Dilihat 683 • Ditanyakan lebih dari 1 tahun lalu
1 Jawaban 1

Berdasar pengalaman saya, ada beberapa faktor yang harus dipertimbangkan.

Volume - Jika seorang chef pastry menjualnya pada dua atau tiga kafe kecil, kenaikan harganya akan jauh lebih besar ketimbang apabila mereka menjualnya ke sekian ratus restoran-restoran. Bahan-bahan dasarnya yang dibeli dalam jumlah besar menjadi lebih murah. Jumlah pekerja masal untuk membuatnya juga mengurangi biaya yang dikeluarkan produsen. Produksi masal mengurangi biaya-biaya dan selisih pendapatannya yang bisa disimpan diserahkan ke retailer. Sedangkan produksi dalam skala kecil lebih banyak memakan waktu dan membutuhkan biaya lebih besar.


Daya Tarik - Jika anda adalah spesialis tempat kopi dengan kenaikan harga yang tinggi pada minuman, anda akan laris untuk hidangan kue/pastry-nya karena mereka menjadi daya tarik, sebuah fitur untuk menarik perhatian konsumen dan membuat mereka membeli keduanya sehingga menyetarakan harga dari kombinasi minuman dan kue itu.


Termasuk dalam Daya Tarik, adalah Faktor Keunikan.
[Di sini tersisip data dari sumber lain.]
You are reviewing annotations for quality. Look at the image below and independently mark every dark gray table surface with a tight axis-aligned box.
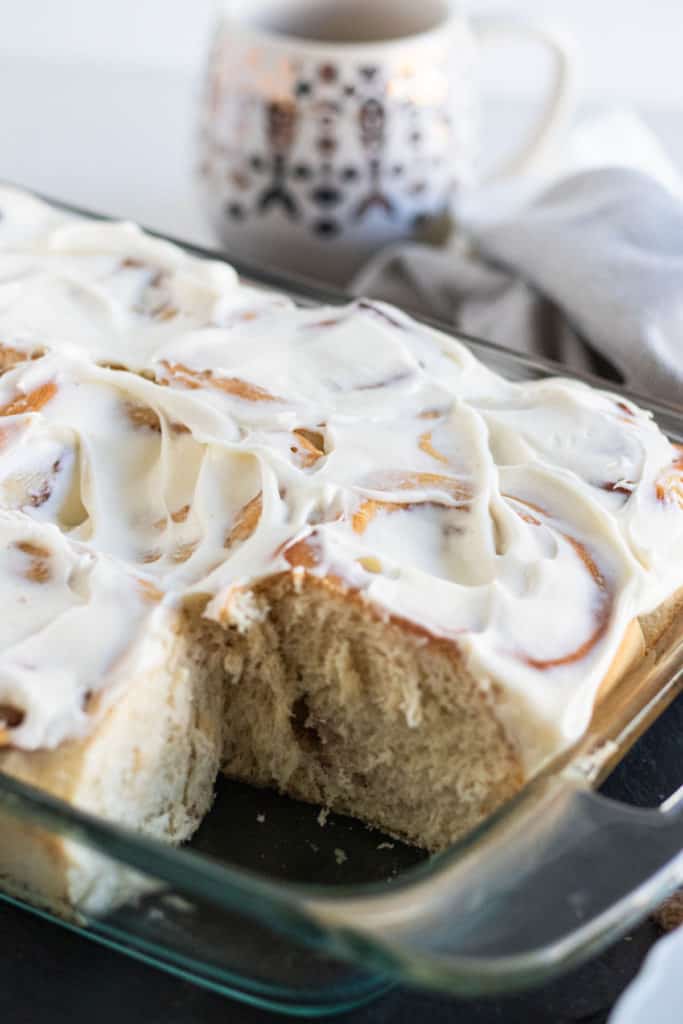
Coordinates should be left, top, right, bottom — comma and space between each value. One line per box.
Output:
0, 696, 683, 1024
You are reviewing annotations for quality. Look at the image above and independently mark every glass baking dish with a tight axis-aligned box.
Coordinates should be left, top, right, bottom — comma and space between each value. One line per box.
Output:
0, 195, 683, 1017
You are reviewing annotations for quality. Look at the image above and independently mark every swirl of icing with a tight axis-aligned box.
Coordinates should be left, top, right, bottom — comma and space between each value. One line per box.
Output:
0, 189, 683, 765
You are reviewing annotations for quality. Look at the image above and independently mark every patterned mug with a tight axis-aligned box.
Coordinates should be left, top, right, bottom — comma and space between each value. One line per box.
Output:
199, 0, 572, 283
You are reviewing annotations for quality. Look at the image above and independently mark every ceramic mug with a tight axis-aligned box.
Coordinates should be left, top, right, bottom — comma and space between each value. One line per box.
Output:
199, 0, 572, 282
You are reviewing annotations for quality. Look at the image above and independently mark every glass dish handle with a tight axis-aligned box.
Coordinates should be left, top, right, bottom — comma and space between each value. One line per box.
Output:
307, 772, 683, 994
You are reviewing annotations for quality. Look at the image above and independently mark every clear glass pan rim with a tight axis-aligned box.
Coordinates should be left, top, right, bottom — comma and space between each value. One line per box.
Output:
0, 184, 683, 1007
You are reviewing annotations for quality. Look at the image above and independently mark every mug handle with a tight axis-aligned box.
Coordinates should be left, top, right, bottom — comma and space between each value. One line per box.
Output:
472, 15, 577, 181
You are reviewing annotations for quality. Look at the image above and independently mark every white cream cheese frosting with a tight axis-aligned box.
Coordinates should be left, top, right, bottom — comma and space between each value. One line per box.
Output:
0, 189, 683, 768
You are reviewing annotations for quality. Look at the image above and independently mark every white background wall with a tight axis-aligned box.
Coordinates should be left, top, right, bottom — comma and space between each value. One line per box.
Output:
0, 0, 683, 245
0, 0, 683, 105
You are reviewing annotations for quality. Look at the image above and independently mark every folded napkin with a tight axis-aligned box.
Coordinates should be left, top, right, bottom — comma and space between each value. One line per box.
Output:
351, 167, 683, 406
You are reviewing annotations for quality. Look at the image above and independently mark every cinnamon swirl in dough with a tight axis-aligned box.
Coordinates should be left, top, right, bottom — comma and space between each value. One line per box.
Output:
0, 189, 683, 909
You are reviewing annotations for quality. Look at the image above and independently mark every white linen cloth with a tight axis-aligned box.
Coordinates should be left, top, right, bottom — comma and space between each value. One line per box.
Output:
351, 111, 683, 406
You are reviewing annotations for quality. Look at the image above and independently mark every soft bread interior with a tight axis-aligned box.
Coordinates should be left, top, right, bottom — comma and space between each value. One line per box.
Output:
0, 573, 683, 913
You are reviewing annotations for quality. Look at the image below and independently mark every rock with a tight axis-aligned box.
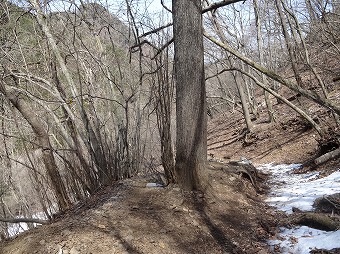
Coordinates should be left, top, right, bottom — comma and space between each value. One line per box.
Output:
70, 247, 80, 254
125, 235, 135, 242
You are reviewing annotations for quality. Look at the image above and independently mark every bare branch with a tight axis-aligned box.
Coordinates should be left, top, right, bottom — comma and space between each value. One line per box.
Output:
0, 217, 50, 225
202, 0, 246, 14
139, 23, 172, 38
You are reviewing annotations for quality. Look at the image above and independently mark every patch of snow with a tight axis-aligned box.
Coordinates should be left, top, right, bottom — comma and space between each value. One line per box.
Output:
258, 164, 340, 214
268, 226, 340, 254
258, 164, 340, 254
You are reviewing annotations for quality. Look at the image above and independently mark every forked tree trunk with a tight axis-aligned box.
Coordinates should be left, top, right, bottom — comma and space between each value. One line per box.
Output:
172, 0, 207, 190
0, 84, 71, 210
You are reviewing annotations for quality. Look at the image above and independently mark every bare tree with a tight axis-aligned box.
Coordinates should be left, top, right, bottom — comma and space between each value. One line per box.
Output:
172, 0, 207, 190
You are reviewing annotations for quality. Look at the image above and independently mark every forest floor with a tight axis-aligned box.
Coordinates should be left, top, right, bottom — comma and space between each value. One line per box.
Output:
0, 100, 340, 254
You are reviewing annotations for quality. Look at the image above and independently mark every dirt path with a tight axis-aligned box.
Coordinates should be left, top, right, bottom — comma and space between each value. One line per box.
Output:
0, 167, 275, 254
0, 105, 339, 254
Jika anda mempunyai sebuah pastry yang sangat unik dan menggiurkan, anda akan menjualnya dengan perbedaan harga yang lebih kecil untuk menarik konsumen, yang nantinya anda dapat menawarkan tambahan-tambahan pada mereka. Dengan kata lain, ini adalah penawaran dan permintaan yang bagus.


Saya berasumsi anda adalah seorang chef pastry yang mencari selisih harga. Jika anda turun ke pasar, mungkin anda ingin memasang harga yang rendah untuk menarik perhatian dan ketenaran. Pada akhirnya, jika anda menginginkan kuantifikasi biaya kerja anda, tambahkan biaya pengeluaran tambahan dan biaya bahan-bahan dasar dan cobalah untuk menaikkan harga lebih dari 50%. Pada saatnya nanti tembak untuk optimalnya di dompet anda sebesar 30%.

Terjawab lebih dari 1 tahun lalu
Kau memiliki jawaban yang lebih baik?